Деревья в лесу заснежены: румяные рябиновые кисти смотрят сверху на меня в белых шапочках.

— Здравствуйте! — сказал я и потрогал ветку, она закачалась, кисти будто закивали мне, но шапочек не сронили: холодно!

Услышал я, как скрипнула осина и потекли струйки снега. Это неспроста: в гущу леса пробирался ветер — начиналась метель. С елей повалились комья снега, они закачались, замахали ветвями и, почудилось, заголосили: «Ах, батюшки, как мы раздетые зимова-а-ать бу-у-де-е-м!» Так смотришь всегда, пишешь и фантазируешь, а иначе художник глух и слеп.

Зимой, работая в мастерской над летним пейзажем, то осенним, с радостью отмечаешь: вот когда годятся и нужны собранные этюды!

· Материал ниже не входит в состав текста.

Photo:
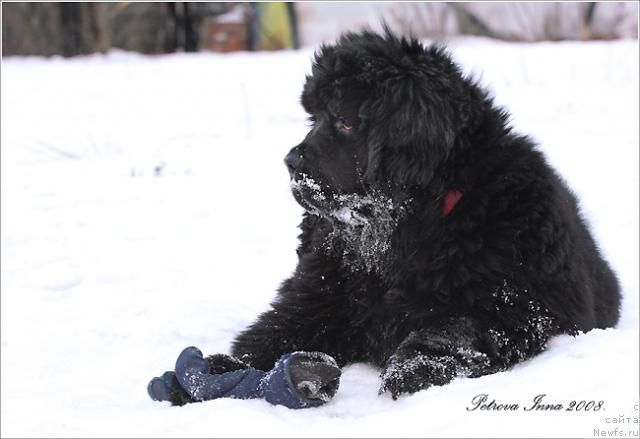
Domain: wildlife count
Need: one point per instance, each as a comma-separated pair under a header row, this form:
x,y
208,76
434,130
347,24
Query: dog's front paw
x,y
167,388
316,376
406,376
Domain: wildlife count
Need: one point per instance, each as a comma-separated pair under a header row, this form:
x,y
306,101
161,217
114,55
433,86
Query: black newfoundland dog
x,y
436,242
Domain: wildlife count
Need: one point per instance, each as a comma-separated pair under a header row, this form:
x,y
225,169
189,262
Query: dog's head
x,y
386,112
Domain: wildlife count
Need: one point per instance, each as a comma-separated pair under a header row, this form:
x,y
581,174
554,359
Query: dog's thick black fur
x,y
436,242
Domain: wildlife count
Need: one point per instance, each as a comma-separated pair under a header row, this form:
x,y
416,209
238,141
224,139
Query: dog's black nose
x,y
293,160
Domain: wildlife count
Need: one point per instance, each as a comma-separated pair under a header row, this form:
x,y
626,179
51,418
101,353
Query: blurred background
x,y
70,29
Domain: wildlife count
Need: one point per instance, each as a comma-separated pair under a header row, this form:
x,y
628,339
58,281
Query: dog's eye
x,y
343,126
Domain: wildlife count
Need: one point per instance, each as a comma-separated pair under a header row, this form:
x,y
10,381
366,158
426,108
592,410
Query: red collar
x,y
450,201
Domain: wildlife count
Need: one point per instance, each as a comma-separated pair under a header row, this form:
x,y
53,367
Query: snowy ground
x,y
145,208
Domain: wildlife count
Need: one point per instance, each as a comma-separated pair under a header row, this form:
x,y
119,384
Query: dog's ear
x,y
411,133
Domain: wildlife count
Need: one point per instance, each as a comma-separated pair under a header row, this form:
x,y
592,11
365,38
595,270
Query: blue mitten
x,y
298,380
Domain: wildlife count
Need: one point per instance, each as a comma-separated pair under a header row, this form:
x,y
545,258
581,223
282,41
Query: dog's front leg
x,y
434,356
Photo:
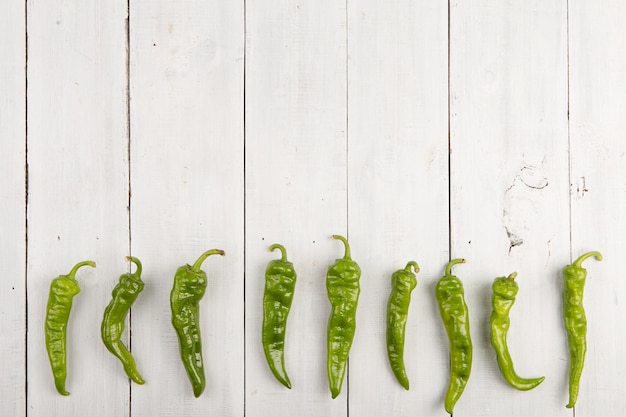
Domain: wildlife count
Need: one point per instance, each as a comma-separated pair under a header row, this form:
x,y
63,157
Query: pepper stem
x,y
196,266
347,255
72,274
137,263
413,264
451,264
283,251
578,262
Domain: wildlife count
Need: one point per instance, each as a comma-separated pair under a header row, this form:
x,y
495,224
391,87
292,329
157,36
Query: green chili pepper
x,y
504,292
190,284
455,317
403,282
342,284
575,321
62,292
280,282
123,296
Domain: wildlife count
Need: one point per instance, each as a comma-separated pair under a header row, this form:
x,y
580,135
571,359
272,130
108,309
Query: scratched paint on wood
x,y
489,131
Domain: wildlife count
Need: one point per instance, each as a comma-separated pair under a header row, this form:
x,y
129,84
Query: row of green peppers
x,y
342,283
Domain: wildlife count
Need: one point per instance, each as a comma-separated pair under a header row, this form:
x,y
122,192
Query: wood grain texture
x,y
295,190
509,191
12,221
421,131
598,192
186,112
78,191
398,195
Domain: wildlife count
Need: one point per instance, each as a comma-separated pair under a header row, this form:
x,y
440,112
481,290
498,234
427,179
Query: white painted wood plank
x,y
509,191
187,195
78,191
12,221
398,195
598,192
295,190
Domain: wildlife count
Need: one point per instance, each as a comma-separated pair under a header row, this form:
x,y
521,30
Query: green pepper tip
x,y
413,264
452,263
347,254
196,266
578,262
283,251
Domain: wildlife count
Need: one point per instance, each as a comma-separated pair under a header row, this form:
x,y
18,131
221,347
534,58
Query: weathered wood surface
x,y
490,131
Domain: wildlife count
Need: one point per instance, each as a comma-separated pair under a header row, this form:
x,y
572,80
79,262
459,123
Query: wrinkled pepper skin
x,y
62,292
280,282
403,282
190,284
123,296
574,276
505,290
342,285
454,314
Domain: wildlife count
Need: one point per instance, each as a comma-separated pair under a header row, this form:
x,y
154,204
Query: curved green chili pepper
x,y
342,285
62,292
123,296
455,317
403,282
575,321
504,292
190,284
280,282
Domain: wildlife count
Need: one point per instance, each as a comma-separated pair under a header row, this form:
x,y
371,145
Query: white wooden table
x,y
490,130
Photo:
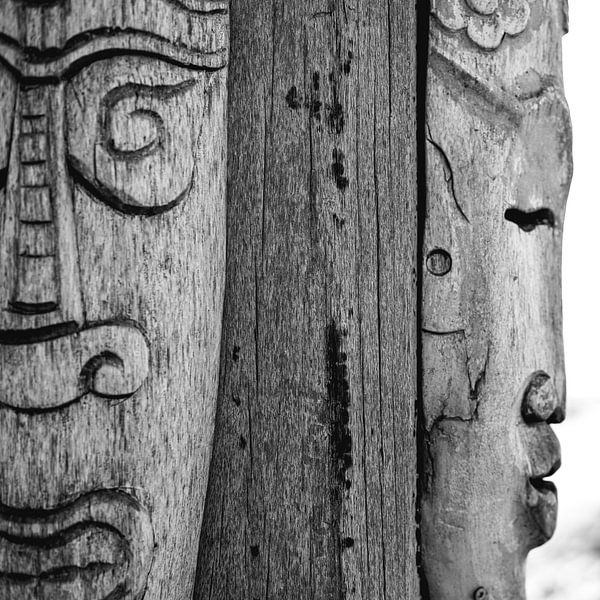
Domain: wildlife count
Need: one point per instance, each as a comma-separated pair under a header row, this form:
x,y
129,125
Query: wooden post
x,y
112,238
498,173
313,481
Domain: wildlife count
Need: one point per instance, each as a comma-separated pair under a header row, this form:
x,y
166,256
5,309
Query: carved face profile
x,y
499,169
112,144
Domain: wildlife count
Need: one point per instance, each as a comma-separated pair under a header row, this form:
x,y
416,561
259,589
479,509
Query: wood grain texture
x,y
498,173
112,254
312,486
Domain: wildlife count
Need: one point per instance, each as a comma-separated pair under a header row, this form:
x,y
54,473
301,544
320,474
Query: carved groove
x,y
100,545
529,220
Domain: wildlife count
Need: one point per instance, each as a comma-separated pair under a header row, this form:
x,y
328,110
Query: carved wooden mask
x,y
499,169
112,171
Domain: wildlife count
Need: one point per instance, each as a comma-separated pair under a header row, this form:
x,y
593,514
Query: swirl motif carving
x,y
486,22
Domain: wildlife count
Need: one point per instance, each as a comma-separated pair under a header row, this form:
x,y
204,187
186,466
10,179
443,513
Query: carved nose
x,y
38,244
540,402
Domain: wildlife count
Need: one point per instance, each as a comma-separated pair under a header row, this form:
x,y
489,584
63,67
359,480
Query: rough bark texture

Разные времена года, как в музыке Чайковского или Вивальди, звучат в душе художника и бывает, что бьешься у холста под звуки любимого скрипичного концерта или симфонии, в записях на пластинке.

Но опять же нет покоя художнику, и долго отсиживаться в городе, в мастерской грешно. Воистину нет творчества без общения с жизнью, с природой, надо собирать этюдник, альбом — новое начинается за порогом дома.